No entanto, cresce também um movimento que caminha na direção oposta. Em vez de priorizar conteúdos de interesse público, alguns políticos têm optado por uma exposição excessiva da vida pessoal, em uma tentativa clara de se aproximar do universo das celebridades. Vídeos em academias, registros de procedimentos estéticos, passeios em barcos e momentos de lazer em ambientes sofisticados tornaram-se cada vez mais frequentes.
É importante deixar claro: vivemos em uma sociedade livre, e qualquer pessoa, inclusive políticos, tem o direito de compartilhar o que quiser. Não se trata de proibição. A questão central é outra: esse tipo de exposição não é adequado ao papel que se espera de um representante público.
Em um país marcado por profundas desigualdades sociais, essa superexposição acaba soando desconectada da realidade da população. Enquanto muitos enfrentam dificuldades básicas no dia a dia, veem, nas redes, conteúdos que pouco contribuem com informação, ou melhoria de suas vidas.
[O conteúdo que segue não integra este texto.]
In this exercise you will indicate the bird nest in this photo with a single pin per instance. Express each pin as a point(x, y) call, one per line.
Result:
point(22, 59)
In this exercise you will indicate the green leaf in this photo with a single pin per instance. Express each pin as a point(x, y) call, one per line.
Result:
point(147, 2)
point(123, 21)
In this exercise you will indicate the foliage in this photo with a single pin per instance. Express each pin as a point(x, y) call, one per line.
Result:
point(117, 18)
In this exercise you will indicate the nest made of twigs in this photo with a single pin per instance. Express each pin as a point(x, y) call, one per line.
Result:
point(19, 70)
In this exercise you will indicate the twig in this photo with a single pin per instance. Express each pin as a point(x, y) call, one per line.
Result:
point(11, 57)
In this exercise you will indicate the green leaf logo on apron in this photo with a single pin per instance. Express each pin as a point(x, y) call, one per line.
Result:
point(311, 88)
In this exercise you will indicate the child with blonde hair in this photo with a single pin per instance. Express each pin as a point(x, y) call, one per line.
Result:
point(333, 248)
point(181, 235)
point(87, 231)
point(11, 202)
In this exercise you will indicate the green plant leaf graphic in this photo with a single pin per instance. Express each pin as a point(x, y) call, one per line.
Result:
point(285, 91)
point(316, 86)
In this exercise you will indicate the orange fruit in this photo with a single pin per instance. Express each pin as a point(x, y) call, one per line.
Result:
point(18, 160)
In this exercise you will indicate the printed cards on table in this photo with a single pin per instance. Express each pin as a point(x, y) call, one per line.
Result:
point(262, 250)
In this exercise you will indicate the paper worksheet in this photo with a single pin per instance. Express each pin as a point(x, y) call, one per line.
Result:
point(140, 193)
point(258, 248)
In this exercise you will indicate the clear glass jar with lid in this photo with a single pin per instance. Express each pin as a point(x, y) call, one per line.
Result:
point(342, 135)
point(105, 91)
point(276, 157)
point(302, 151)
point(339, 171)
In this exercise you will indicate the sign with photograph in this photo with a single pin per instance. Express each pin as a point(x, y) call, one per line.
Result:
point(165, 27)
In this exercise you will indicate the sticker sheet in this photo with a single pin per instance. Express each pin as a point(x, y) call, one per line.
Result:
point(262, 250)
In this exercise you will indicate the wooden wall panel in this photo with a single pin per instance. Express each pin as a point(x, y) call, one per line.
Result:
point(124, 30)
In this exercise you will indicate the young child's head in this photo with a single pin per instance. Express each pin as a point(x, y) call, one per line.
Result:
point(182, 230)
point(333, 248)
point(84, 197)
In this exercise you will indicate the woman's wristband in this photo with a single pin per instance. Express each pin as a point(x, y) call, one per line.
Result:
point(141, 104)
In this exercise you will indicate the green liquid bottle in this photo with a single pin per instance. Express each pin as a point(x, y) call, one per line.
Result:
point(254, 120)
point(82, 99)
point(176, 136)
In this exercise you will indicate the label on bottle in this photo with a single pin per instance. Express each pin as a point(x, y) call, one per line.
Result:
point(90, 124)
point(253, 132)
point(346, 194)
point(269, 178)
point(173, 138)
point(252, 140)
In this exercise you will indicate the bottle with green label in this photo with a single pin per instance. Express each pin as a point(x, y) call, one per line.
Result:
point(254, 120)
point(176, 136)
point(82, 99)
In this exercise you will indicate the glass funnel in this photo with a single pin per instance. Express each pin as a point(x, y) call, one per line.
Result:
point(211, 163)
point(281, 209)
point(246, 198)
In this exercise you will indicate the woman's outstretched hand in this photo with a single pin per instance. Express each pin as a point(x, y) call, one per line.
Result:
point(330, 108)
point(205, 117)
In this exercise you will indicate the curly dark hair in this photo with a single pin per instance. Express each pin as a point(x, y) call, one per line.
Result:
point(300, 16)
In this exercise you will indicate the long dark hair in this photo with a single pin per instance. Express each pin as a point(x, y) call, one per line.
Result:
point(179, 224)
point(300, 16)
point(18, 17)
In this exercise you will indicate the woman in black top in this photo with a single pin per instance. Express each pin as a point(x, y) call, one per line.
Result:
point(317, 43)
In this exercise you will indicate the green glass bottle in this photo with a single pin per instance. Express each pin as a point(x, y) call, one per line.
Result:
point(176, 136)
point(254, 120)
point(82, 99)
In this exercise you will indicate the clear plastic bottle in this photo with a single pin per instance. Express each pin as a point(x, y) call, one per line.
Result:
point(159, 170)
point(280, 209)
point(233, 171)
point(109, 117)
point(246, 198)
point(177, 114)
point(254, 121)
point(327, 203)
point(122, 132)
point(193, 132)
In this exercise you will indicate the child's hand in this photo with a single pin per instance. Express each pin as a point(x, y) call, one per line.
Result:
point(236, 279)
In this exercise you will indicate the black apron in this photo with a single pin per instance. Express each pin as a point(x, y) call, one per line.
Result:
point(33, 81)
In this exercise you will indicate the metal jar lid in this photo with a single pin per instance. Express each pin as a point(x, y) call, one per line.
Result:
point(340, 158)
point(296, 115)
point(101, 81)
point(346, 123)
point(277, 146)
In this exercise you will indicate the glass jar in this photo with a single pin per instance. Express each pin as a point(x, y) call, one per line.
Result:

Político não é popstar. A política não deve ser tratada como espetáculo. Diferentemente de artistas, cuja função é entreter, os agentes públicos têm a responsabilidade de representar, ouvir e agir em favor da sociedade.
O que a população espera, e tem o direito de esperar, é justamente o contrário da superficialidade: ações concretas, compromisso com a saúde, com a educação, com a área social, com a infraestrutura e, acima de tudo, respeito com quem enfrenta os desafios diários.
As redes sociais, quando usadas com responsabilidade, aproximam o poder público da população. Mas, quando utilizadas para autopromoção vazia, afastam e desgastam a imagem da política.
Este editorial reforça, portanto, um princípio simples: mais do que exposição, a sociedade precisa de compromisso. Mais do que aparência, precisa de resultado. Porque governar não é sobre se destacar, é sobre servir.